D’une part, elle permet un retour de la vengeance, sous couvet d’une exigence de Justice. Le poids croissant de la priorité du souci des victimes, de légitime qu’il est, peut revêtir la forme de lois liberticides et de vengeance cruelle. La victimisation est spectaculaire car elle joue sur la compassion. Ainsi en va-t-il du désir d’appliquer la peine de mort dans le cas de crimes particulièrement odieux. Encadré certes, mais rendu officiel, ce retour du droit absolu des victimes devient aveugle et finit par conduire la Justice, comme Saturne, à dévorer ses propres enfants.

D’autre part, des individus isolés, ayant reçu une formation stéréotypée, finissent par adhérer à une idéologie exaltée par le cinéma étasunien, celle du héros solitaire et seul juge de ce qui est bon et de ce qui est mauvais, de ce qu’il faut sanctionner ou non. Dès lors, il ne manquera pas de s’instituer en vengeur. Il rejoint par là les dérives des « Possédés »[44]  , des nihilistes, de tous ces minis groupes qui prétendent changer le monde par leurs seuls petits moyens.

Ces deux dangers prennent un caractère pernicieux dans la société du spectacle que répandent les médias. Dans une affaire célèbre de pédophilie, le spectacle aura servi deux fois. Il a alimenté l’indignation contre de vilains coupables de maltraitance. Puis, quand après bien des souffrances, ils furent reconnus innocents, les mêmes ont tourné leur caméras vers d’autres, jouant sur la peine de celles et ceux dont ils avaient largement répandu les prétendus méfaits et les mensonges de leurs accusateurs, trois ans plus tôt.
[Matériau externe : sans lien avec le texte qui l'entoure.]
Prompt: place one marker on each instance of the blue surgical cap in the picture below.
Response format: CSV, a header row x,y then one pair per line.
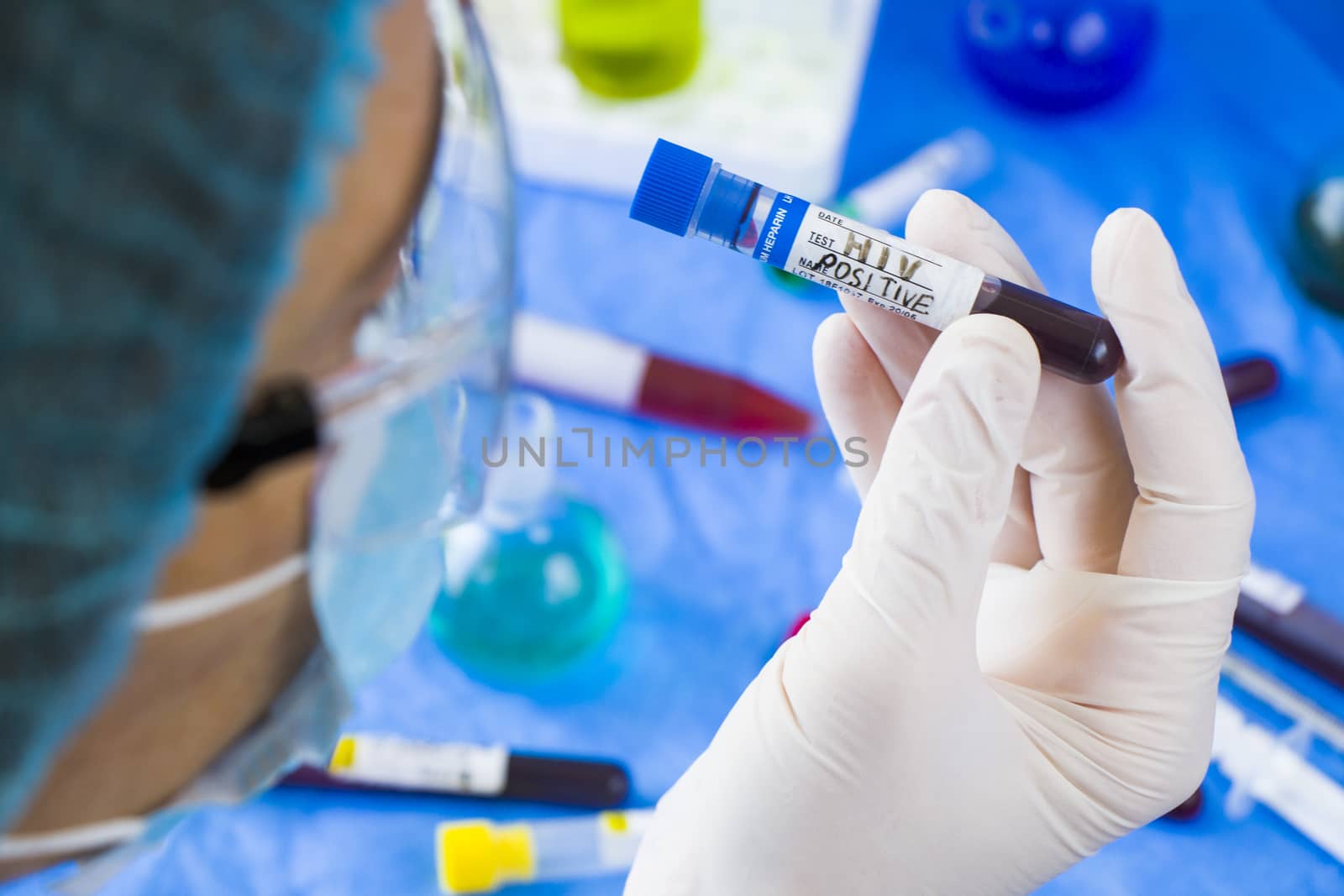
x,y
158,163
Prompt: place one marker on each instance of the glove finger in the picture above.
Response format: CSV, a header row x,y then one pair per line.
x,y
1081,484
1195,506
938,501
857,396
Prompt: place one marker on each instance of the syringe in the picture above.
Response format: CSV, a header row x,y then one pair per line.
x,y
687,192
480,856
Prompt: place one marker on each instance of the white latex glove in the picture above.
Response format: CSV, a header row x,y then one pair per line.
x,y
1019,658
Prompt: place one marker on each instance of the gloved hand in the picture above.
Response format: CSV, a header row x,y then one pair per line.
x,y
1018,660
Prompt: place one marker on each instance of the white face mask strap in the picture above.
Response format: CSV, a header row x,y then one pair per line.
x,y
172,613
81,839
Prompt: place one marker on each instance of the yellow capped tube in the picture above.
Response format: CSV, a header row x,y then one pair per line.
x,y
480,856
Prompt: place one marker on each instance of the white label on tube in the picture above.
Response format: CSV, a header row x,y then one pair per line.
x,y
618,835
885,270
1276,591
413,765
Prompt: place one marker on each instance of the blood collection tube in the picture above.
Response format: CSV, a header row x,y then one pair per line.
x,y
383,762
479,856
1249,379
689,194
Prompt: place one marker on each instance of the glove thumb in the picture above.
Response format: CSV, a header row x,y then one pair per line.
x,y
921,550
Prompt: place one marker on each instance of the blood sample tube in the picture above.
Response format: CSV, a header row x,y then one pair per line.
x,y
689,194
383,762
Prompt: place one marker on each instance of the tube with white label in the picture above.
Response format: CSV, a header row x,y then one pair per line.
x,y
480,856
689,194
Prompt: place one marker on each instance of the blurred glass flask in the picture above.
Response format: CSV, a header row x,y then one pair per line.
x,y
537,580
631,49
1319,235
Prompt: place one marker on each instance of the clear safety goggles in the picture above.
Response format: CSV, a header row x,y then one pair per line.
x,y
401,422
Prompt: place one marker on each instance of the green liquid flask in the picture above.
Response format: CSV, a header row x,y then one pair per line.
x,y
537,580
631,49
1319,237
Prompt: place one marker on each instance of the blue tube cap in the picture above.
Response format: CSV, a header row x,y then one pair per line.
x,y
671,187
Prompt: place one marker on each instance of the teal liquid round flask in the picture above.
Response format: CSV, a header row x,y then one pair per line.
x,y
537,580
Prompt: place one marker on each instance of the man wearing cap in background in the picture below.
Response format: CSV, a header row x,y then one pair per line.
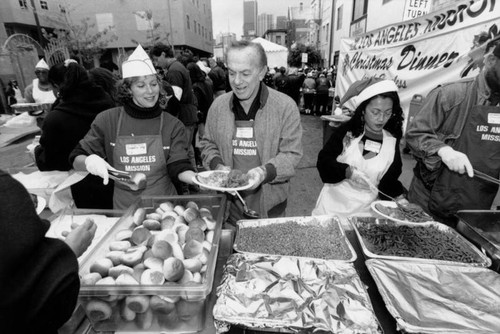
x,y
454,134
362,155
40,91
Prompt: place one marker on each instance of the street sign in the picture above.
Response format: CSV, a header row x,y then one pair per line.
x,y
304,57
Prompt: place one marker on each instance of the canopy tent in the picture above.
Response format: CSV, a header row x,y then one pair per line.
x,y
276,54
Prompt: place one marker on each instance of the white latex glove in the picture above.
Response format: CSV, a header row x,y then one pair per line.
x,y
455,160
223,167
257,176
80,238
360,179
96,165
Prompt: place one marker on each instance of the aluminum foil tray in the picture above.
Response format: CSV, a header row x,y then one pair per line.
x,y
290,294
478,258
432,298
296,244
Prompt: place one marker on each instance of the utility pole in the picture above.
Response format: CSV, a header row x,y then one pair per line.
x,y
37,21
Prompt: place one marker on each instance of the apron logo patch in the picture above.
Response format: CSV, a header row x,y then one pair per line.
x,y
493,118
136,149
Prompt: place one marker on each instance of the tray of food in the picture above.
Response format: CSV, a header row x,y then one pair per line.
x,y
438,298
432,243
220,180
153,270
404,214
320,237
288,294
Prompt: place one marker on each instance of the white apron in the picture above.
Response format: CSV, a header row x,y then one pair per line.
x,y
346,198
41,96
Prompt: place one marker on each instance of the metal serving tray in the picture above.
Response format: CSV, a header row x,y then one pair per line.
x,y
481,259
483,228
306,221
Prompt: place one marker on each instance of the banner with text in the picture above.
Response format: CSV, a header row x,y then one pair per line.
x,y
422,53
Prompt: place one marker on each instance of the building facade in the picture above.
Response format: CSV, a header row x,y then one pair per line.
x,y
249,19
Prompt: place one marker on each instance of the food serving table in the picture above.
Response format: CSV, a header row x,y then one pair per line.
x,y
80,325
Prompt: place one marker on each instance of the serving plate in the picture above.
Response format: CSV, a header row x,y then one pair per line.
x,y
336,118
393,205
199,181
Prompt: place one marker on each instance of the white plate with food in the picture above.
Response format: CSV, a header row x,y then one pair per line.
x,y
414,214
223,180
336,118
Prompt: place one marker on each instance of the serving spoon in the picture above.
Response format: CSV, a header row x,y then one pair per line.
x,y
135,181
247,212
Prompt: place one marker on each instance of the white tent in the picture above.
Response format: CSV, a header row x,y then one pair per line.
x,y
276,54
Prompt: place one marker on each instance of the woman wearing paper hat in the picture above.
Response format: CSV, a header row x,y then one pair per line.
x,y
363,153
136,137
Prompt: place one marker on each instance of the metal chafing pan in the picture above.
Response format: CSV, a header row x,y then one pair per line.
x,y
482,227
480,258
306,221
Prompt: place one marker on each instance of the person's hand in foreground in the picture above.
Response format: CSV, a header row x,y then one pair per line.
x,y
81,236
456,161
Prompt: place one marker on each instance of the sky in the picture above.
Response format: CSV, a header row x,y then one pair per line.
x,y
227,15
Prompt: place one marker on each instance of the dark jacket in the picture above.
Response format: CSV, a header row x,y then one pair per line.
x,y
39,281
67,123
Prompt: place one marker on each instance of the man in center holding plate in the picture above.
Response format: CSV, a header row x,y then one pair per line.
x,y
254,129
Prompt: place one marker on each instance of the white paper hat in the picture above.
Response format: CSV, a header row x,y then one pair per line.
x,y
42,64
138,64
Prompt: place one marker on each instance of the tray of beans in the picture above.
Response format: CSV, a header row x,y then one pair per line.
x,y
432,242
318,237
154,269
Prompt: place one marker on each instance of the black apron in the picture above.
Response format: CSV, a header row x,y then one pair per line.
x,y
480,141
144,154
246,157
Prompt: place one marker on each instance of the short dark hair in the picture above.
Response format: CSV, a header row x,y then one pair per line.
x,y
158,48
240,45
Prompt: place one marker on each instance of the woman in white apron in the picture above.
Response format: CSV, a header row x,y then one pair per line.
x,y
363,153
137,137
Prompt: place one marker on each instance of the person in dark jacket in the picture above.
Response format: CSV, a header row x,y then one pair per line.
x,y
39,281
218,76
203,90
79,102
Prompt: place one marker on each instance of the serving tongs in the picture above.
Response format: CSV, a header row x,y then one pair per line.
x,y
135,181
486,177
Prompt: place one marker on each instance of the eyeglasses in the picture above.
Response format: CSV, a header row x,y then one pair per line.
x,y
385,114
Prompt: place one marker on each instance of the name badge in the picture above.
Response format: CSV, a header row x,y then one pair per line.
x,y
136,149
493,118
372,146
244,132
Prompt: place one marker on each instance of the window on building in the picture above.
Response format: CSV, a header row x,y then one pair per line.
x,y
359,9
104,21
340,11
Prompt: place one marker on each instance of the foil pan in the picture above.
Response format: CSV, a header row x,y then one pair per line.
x,y
288,294
432,298
338,240
479,259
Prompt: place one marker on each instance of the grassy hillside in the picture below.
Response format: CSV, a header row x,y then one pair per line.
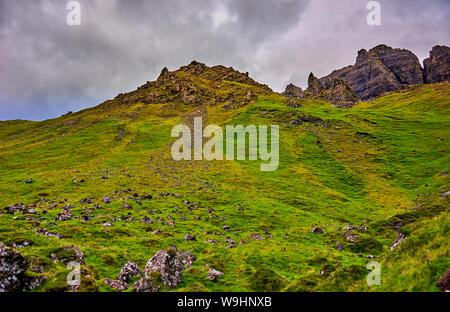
x,y
366,173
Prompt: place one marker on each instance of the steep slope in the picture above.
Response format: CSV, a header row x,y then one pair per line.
x,y
104,180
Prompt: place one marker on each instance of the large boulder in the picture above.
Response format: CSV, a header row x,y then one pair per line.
x,y
437,66
444,282
129,270
170,264
12,270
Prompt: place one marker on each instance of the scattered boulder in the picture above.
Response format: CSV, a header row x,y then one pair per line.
x,y
400,238
12,270
65,215
42,231
293,103
68,254
33,282
437,66
190,237
145,285
169,263
116,284
213,274
293,92
317,230
444,282
256,237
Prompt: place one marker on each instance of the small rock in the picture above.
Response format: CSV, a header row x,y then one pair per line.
x,y
317,230
119,285
213,274
145,285
129,270
189,237
444,282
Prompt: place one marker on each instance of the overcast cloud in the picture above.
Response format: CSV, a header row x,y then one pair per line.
x,y
48,68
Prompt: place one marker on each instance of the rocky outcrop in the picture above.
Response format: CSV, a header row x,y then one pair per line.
x,y
213,274
339,93
145,285
170,264
444,282
315,87
129,270
293,91
402,63
380,70
437,66
12,272
335,90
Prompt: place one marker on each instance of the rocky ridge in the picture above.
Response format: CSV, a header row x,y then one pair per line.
x,y
376,72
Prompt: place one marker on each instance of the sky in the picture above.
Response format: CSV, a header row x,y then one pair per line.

L’indignation est un des ressorts qui permettent à la vengeance tapie au fond des tendances individuelles à prétention collective. Dès que la société ne garantit plus de façon certaine, ou du moins ressentie comme telle, la paix sociétale, la haine et le besoin de vengeance reviennent au galop. La civilisation régresse. Le phénomène n’est pas nouveau. Le progrès moral n’avance pas de façon linéaire. Il ne monte que selon une ligne en dents de scie. Il présente des périodes de recul.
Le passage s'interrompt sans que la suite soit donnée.